Apparemment, la catastrophe ne s’est pas produite en un instant, et il y en a eu plusieurs. John Brandenburg, physicien des particules nucléaires, a conclu que la vie ancienne sur Mars avait été détruite par une série d’explosions nucléaires.

Les analyses de l’atmosphère martienne ont montré qu’elle contient des isotopes du xénon 129 en grande quantité. Exactement la même concentration de cet élément a été enregistrée sur Terre après l’accident survenu à la centrale nucléaire de Tchernobyl. À la surface de Mars, le thorium et l’uranium ont été trouvés en abondance.

Réacteur naturel

L’étude de Brandebourg indique que ce nombre d’isotopes dans l’atmosphère de la planète rouge indique qu’une série d’explosions nucléaires impressionnantes a détruit les anciennes colonies dans deux parties de Mars : Utopia et Cydonia. Le professeur estime que la couleur rouge de la surface de Mars témoigne en faveur des explosions survenues.


En Afrique, par exemple, sur le territoire du Gabon se trouve la région d’Oklo. Il y a environ un milliard d’années, un réacteur nucléaire naturel y fonctionnait. Il y avait un gisement d’uranium à cet endroit et les eaux souterraines interagissaient avec lui, refroidissant et ralentissant le flux de neutrons. Cela n’a pas permis à la réaction de dépasser le seuil critique. Ainsi, le plutonium est produit depuis plusieurs millions d’années.

Selon Brandenburg, il existe des preuves qu’un réacteur similaire s’est formé dans l’hémisphère occidental de Mars, dans la mer nord d’Acidalia. Seulement, il était beaucoup plus gros et produisait de l’uranium 233 à partir du thorium. Par la suite, il s’est effondré à la suite des explosions survenues. En conséquence, une énorme quantité de substances radioactives a été projetée à la surface.

Processus réguliers

Le corps minéralisé qui existait au fond de la mer d’Acidalia est resté intact, puisqu’il n’y a pas de mouvement tectonique des plaques sur Mars. Il s’agissait d’uranium concentré, de thorium et de potassium. Le physicien relie le début d’une réaction nucléaire à la pénétration des eaux souterraines dans le gisement à une époque où la proportion d’uranium 235 était de 3 %.

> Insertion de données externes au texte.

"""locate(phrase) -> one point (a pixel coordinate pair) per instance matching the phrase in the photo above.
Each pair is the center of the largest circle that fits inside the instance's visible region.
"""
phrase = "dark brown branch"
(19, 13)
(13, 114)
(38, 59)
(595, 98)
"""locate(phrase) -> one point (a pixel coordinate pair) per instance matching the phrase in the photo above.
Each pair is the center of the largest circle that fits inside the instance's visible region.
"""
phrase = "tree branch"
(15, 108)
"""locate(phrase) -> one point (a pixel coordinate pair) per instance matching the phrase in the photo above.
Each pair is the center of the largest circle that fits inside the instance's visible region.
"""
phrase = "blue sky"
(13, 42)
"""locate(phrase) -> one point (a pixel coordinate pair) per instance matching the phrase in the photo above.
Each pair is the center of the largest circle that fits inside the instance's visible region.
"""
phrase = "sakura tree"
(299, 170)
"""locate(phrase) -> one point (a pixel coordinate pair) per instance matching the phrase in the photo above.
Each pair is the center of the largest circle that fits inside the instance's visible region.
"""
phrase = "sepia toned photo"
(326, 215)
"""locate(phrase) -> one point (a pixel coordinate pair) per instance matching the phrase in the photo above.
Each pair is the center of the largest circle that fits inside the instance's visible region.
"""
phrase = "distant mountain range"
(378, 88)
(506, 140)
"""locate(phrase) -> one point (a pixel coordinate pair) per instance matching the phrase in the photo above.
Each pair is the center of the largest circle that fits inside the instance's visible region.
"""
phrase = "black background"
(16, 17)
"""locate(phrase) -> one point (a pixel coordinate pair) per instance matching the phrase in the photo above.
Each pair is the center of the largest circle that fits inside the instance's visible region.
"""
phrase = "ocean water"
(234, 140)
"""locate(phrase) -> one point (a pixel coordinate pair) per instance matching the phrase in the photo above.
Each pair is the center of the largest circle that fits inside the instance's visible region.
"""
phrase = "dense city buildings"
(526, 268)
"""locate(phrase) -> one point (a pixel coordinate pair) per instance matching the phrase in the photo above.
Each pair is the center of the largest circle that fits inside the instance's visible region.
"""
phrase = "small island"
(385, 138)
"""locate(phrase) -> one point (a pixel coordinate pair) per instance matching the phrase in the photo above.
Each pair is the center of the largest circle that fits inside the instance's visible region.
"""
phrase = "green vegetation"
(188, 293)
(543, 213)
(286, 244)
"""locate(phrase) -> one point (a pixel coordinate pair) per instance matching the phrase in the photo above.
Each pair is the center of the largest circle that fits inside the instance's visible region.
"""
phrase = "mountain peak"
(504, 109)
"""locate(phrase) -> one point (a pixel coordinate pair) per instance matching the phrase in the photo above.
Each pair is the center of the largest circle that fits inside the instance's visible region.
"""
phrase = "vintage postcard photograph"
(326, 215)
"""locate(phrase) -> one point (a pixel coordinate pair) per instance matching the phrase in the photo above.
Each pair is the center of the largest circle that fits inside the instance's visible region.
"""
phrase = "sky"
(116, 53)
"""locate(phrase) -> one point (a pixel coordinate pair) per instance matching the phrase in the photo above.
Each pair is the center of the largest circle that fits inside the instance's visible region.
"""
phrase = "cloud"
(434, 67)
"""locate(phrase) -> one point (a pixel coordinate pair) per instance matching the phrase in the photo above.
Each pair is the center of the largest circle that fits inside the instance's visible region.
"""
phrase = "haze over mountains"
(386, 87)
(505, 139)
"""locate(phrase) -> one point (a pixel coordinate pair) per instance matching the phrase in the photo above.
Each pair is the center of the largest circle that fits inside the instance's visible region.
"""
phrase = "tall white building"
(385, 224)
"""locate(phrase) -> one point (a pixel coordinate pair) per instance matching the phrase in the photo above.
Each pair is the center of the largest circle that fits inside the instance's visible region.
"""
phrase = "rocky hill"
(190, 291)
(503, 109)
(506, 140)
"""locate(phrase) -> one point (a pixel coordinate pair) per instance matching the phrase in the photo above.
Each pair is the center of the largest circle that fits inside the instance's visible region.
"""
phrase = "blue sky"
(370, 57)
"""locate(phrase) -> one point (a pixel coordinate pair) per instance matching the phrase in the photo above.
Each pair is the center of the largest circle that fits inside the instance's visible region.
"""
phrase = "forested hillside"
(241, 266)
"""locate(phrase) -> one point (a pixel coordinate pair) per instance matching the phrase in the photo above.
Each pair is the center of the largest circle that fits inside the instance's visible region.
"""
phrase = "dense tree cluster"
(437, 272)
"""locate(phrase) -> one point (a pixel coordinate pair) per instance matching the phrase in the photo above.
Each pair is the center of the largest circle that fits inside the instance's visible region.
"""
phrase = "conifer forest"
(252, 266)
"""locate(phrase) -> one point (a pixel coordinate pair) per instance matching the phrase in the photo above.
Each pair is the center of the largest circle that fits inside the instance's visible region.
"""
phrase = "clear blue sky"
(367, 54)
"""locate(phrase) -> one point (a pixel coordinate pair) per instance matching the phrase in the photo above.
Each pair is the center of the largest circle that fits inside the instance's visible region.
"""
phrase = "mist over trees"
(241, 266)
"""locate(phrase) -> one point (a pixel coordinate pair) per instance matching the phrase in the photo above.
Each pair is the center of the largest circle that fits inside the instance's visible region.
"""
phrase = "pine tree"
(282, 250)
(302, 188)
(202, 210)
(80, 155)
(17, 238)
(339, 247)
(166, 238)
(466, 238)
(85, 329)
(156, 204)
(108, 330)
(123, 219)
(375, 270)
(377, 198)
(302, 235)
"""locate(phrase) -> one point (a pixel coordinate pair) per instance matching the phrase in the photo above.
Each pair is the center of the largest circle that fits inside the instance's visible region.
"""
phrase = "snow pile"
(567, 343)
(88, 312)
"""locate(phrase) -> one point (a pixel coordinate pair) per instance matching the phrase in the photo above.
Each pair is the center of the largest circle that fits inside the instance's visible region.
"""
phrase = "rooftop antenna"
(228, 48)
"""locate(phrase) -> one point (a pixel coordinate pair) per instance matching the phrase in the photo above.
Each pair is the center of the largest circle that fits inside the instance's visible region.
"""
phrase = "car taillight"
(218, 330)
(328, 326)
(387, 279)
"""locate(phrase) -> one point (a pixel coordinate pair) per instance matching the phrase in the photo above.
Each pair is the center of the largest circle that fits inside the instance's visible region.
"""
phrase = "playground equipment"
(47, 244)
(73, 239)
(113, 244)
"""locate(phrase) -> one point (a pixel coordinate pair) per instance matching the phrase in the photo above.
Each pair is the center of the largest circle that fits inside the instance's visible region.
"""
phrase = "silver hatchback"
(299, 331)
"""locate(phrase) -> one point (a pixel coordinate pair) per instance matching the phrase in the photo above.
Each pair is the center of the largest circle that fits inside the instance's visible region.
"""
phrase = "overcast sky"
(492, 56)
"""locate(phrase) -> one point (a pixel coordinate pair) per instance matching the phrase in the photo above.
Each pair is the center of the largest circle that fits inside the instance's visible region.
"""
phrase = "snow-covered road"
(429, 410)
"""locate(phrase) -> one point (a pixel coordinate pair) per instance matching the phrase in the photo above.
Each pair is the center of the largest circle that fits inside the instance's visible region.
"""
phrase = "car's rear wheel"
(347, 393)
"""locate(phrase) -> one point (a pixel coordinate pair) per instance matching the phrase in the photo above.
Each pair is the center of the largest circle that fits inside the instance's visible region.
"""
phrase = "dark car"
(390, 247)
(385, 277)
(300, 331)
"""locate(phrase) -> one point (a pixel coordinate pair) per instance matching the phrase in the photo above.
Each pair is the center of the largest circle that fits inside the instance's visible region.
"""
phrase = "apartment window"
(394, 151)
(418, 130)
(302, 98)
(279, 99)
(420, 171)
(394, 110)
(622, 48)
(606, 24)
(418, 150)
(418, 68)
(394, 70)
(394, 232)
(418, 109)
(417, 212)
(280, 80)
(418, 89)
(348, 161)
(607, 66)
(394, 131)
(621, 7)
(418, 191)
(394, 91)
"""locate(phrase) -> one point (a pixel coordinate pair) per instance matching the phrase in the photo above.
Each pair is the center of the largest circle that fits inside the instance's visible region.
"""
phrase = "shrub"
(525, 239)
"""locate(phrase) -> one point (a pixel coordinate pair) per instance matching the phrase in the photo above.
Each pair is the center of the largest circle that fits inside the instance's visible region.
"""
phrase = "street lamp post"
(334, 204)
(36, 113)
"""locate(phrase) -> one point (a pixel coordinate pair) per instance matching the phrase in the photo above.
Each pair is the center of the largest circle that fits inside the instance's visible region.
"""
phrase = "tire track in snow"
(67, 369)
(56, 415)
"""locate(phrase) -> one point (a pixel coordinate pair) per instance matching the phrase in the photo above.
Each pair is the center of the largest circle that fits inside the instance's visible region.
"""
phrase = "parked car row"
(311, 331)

Quelques centaines de millions d’années plus tard, ce réacteur naturel a commencé à produire de l’uranium 233 et du plutonium 239 plus rapidement qu’il ne pouvait brûler. L’eau a bouilli, le flux de neutrons a augmenté et, par conséquent, des isotopes radioactifs du potassium ont commencé à se former en quantités énormes. Une réaction en chaîne spontanée a commencé.

L’énergie a été libérée avec une force catastrophique. Autant de cendres et de poussières ont été éjectées que lors d’un impact d’astéroïde. Brandebourg a comparé cet événement à la chute d’un astéroïde de 30 kilomètres. Toutes les poussières et débris radioactifs enrichis en thorium et en uranium se sont déposés en couche épaisse sur une partie importante de la surface de Mars. Et dans la région de la mer Acidale, une dépression de 400 kilomètres de diamètre s’est formée. Sa profondeur n’est pas aussi grande que celle des cratères d’impact, puisque les explosions se sont produites près de la surface.

De nombreux scientifiques n’ont pas tardé à être en désaccord avec le physicien américain. Lars Borg, par exemple, du Livermore National Laboratory, affirme que la composition spécifique de l’atmosphère et de la surface de Mars pourrait ne pas être associée à une réaction nucléaire, mais à des processus géologiques ordinaires.

Les météorites martiennes sont étudiées depuis 15 ans et leur composition isotopique est tout aussi connue. Mais personne n’imaginait qu’une explosion nucléaire naturelle pourrait se produire sur Mars.